Anxiety Treatment in West Lothian, Scotland
What is Anxiety?
Anxiety is characterised by nervousness, apprehension, and self-doubt that may, or may not, be associated with real-life stressors. Everyone experiences some level of anxiety periodically, but when feelings of dread and worry are unfocused, overwhelming, recurring, and not directly linked to stressful events, it can leave a person severely impaired.
What Are the Symptoms, Signs, and Related Conditions?
Common symptoms often include obtrusive, obsessive, worried thoughts, confusion and difficulty concentrating. Anxious people exhibit restlessness, irritability, frustration, and despair. Sufferers also may feel tense, with uncomfortable physical sensations such as trembling, sweating, a racing heartbeat, nausea, and difficulty breathing. Anxiety can also lead to headaches, insomnia, digestive problems, and lightheadedness.
It is at the root of many mental health conditions, including panic attacks and phobias. It is also often directly correlated with other conditions, such as obsessions and compulsions, posttraumatic stress disorder (PTSD), and depression.

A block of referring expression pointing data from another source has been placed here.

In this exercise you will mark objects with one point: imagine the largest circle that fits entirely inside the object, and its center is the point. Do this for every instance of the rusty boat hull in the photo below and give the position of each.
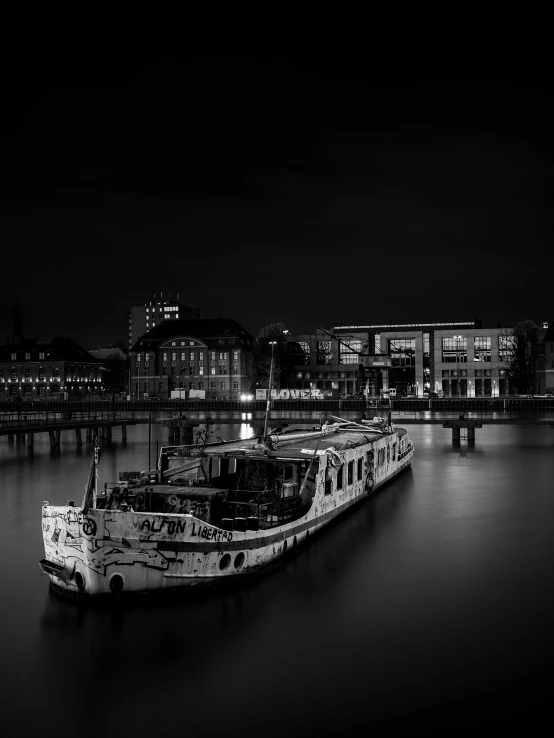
(93, 551)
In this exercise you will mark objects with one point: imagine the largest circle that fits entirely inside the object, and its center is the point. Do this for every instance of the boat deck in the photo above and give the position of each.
(296, 446)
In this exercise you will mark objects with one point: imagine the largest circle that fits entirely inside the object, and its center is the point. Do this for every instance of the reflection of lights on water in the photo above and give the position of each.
(246, 430)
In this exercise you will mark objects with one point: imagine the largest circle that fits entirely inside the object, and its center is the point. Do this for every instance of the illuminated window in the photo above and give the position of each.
(482, 348)
(402, 351)
(454, 349)
(325, 353)
(506, 348)
(350, 353)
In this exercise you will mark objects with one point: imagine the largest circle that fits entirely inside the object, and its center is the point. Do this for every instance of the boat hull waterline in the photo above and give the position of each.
(93, 551)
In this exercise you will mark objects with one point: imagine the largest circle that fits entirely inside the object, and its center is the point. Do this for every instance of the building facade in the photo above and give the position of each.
(214, 355)
(54, 367)
(457, 359)
(144, 317)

The Diagnostic and Statistical Manual (DSM) lists the following mental health issues as anxiety disorders:
● separation anxiety
● selective mutism
● specific phobias
● social anxiety
● medication/substance-induced anxiety
● generalized anxiety
Do You Have an Anxiety Disorder?
Test yourself here.
How Does Anxiety Develop?
Anxiety, like the fight, flight, or freeze response, is a survival mechanism that allows people to protect themselves in order to avoid suffering. Yet, sometimes, a person repeatedly and unnecessarily experiences extreme levels of the fear and worry associated with anxiety and feels helpless to alleviate the symptoms.

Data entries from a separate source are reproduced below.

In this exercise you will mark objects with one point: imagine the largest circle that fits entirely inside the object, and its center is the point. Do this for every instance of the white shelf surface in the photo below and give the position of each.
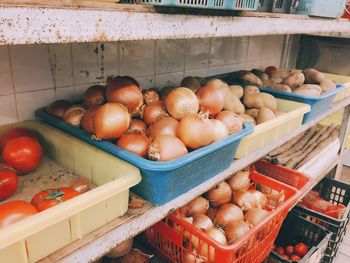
(37, 21)
(102, 240)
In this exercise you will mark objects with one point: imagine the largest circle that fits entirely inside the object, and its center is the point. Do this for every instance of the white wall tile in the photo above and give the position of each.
(88, 62)
(31, 68)
(8, 109)
(6, 85)
(170, 55)
(29, 102)
(137, 58)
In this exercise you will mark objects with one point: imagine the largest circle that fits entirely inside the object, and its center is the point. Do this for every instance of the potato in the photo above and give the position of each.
(294, 80)
(327, 85)
(247, 118)
(236, 90)
(265, 114)
(313, 76)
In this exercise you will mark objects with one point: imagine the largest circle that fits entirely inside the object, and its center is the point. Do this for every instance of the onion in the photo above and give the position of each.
(153, 111)
(166, 148)
(239, 181)
(236, 229)
(255, 215)
(228, 213)
(135, 142)
(202, 221)
(196, 130)
(210, 99)
(219, 195)
(199, 205)
(58, 108)
(232, 121)
(95, 95)
(220, 130)
(164, 126)
(126, 92)
(87, 122)
(111, 121)
(260, 197)
(180, 102)
(137, 126)
(150, 96)
(244, 199)
(73, 115)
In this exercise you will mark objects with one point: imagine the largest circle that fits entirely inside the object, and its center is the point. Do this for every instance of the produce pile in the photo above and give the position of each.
(298, 151)
(224, 214)
(309, 82)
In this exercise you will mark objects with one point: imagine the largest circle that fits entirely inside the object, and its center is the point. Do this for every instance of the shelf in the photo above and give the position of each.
(135, 221)
(38, 21)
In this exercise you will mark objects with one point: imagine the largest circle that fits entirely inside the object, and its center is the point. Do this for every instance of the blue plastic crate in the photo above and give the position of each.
(163, 181)
(323, 8)
(207, 4)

A person’s predisposition toward anxiety is rooted in both – biology and environment. In other words, anxious behaviours may be inherited, learned, or both. For example, research demonstrates that anxious children are likely to be born to anxious parents. Parents may model anxious tendencies, which children learn to mimic.
Anxiety can also develop as a result of unresolved trauma that leaves a person in a heightened physiological state of arousal. When this is the case, certain experiences may reactivate the old trauma, as is common in people with posttraumatic stress disorder (PTSD).
Therapy for Anxiety
Because anxiety can interfere with relationships, sleeping patterns, eating habits, work, school, and routine activities, it is one of the most common reasons people seek therapy.
Effective therapy can significantly reduce or eliminate symptoms associated with the condition in a relatively short time and allow a person to resume regular activities and regain a sense of control.
The type of therapy that is most often recommended is psychotherapy. In particular effective is considered the cognitive behavioural therapy (CBT) and counselling. Rather than treating symptoms alone, as medications do, psychotherapy aims to identify and address the source of the anxiety. The self-reflective process of therapy helps people to understand, unravel, and transform anxiety and learn self-soothing techniques.
Among successful complementary therapies also offered in my practice are Mindfulness techniques, Guided Meditation, Emotional Freedom Technique (EFT), Neuro-linguistic Programming (NLP), Matrix Reimprinting, Vibrational Medicine, Breathing Exercises, Emotional Aromatherapy.
Together we will collaborate on a treatment plan, which may include other therapy treatments and lifestyle adjustments to help relieve anxiety such as meditation, group therapy, stress-management and relaxation techniques, self-care, exercise, family therapy, and eliminating or reducing intake of stimulative substances like caffeine.